Error Source 4 @ ffff8200b1a7fb60
Notify Type : {b7f65bd0-8200-ffff-d0cb-f9b70082ffff}
Type : 0x3 (NMI)
Error Count : 0
Record Count : 1
Record Length : 6c0
Error Records : wrapper @ ffff8200b7f91940 record @ ffff8200b7f91968
Descriptor : @ ffff8200b1a7fbb9
Length : 3cc
Max Raw Data Length : 100
Num Records To Preallocate : 1
Max Sections Per Record : 3
Error Source ID : 3
Flags : 00000000
And
1: kd> !errrec ffff8200b733a038
===============================================================================
Common Platform Error Record @ ffff8200b733a038
-------------------------------------------------------------------------------
Record Id : 01d22bad8598f73b
Severity : Fatal (1)
Length : 672
Creator : Microsoft
Notify Type : PCI Express Error
Timestamp : 10/21/2016 15:13:03 (UTC)
Flags : 0x00000000
===============================================================================
Section 0 : PCI Express
-------------------------------------------------------------------------------
Descriptor @ ffff8200b733a0b8
Section @ ffff8200b733a148
Offset : 272
Length : 208
Flags : 0x00000001 Primary
Severity : Fatal
Port Type : Root Port
Version : 1.1
Command/Status: 0x4010/0x0504
Device Id :
VenId:DevId : 8086:a296
Class code : 030400
Function No : 0x00
Device No : 0x1c
Segment : 0x0000
Primary Bus : 0x00
Second. Bus : 0x00
Slot : 0x0000
Dev.
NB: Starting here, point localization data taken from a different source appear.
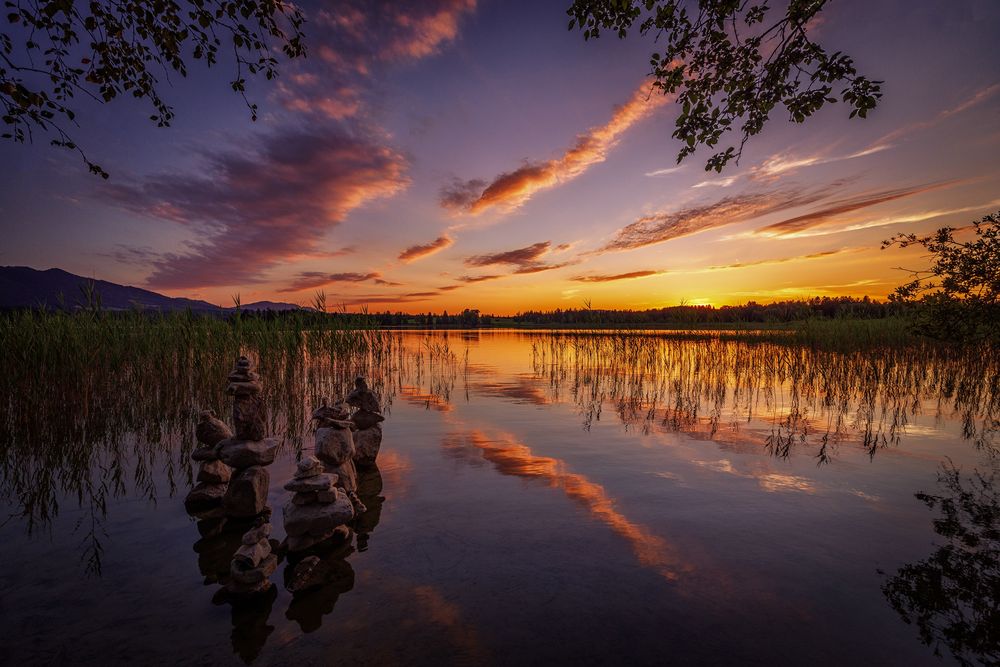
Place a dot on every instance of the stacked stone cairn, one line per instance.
(253, 563)
(205, 499)
(232, 481)
(247, 451)
(319, 509)
(367, 420)
(335, 447)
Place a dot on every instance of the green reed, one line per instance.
(710, 386)
(81, 393)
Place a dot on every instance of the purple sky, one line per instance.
(454, 153)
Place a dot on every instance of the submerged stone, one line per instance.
(334, 445)
(309, 466)
(256, 534)
(244, 579)
(204, 497)
(247, 494)
(214, 472)
(250, 555)
(321, 482)
(366, 445)
(317, 518)
(210, 429)
(363, 419)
Serial # : 0000000000000000
Express Capability Information @ ffff8200b733a17c
Device Caps : 00008001 Role-Based Error Reporting: 1
Device Ctl : 0007 ur FE NF CE
Dev Status : 0014 ur FE nf ce
Root Ctl : 0008 fs nfs cs
AER Information @ ffff8200b733a1b8
Uncorrectable Error Status : 00000010 ur ecrc mtlp rof uc ca cto fcp ptlp sd DLP und
Uncorrectable Error Mask : 00010000 ur ecrc mtlp rof UC ca cto fcp ptlp sd dlp und
Uncorrectable Error Severity : 00060011 ur ecrc MTLP ROF uc ca cto fcp ptlp sd DLP UND
Correctable Error Status : 00000000 adv rtto rnro dllp tlp re
Correctable Error Mask : 00002000 ADV rtto rnro dllp tlp re
Caps & Control : 00000004 ecrcchken ecrcchkcap ecrcgenen ecrcgencap FEP
Header Log : 00000000 00000000 00000000 00000000
Root Error Command : 00000000 fen nfen cen
Root Error Status : 00000000 MSG# 00 fer nfer fuf mur ur mcr cer
Correctable Error Source ID : 00,00,00
Correctable Error Source ID : 00,00,00
These two commands contain enough information to find the actual problem. In this example, PCI Express (PCIe) advanced error reporting structure provided(errors marked red) for device 8086:a296 (South Bridge). From the PCIe documentation, it appears that 0x124 BSOD is triggered by the “Data Link Protocol Error” UCE. The further analysis could be done by the PCIe team.
Conclusion
While debugging Windows* black screen hangs and crashes is a difficult task, Intel® Debug Extensions for WinDbg* included with Intel® System Debugger simplifies the debug process by providing Intel© DCI connection method to otherwise unresponsive Windows* target.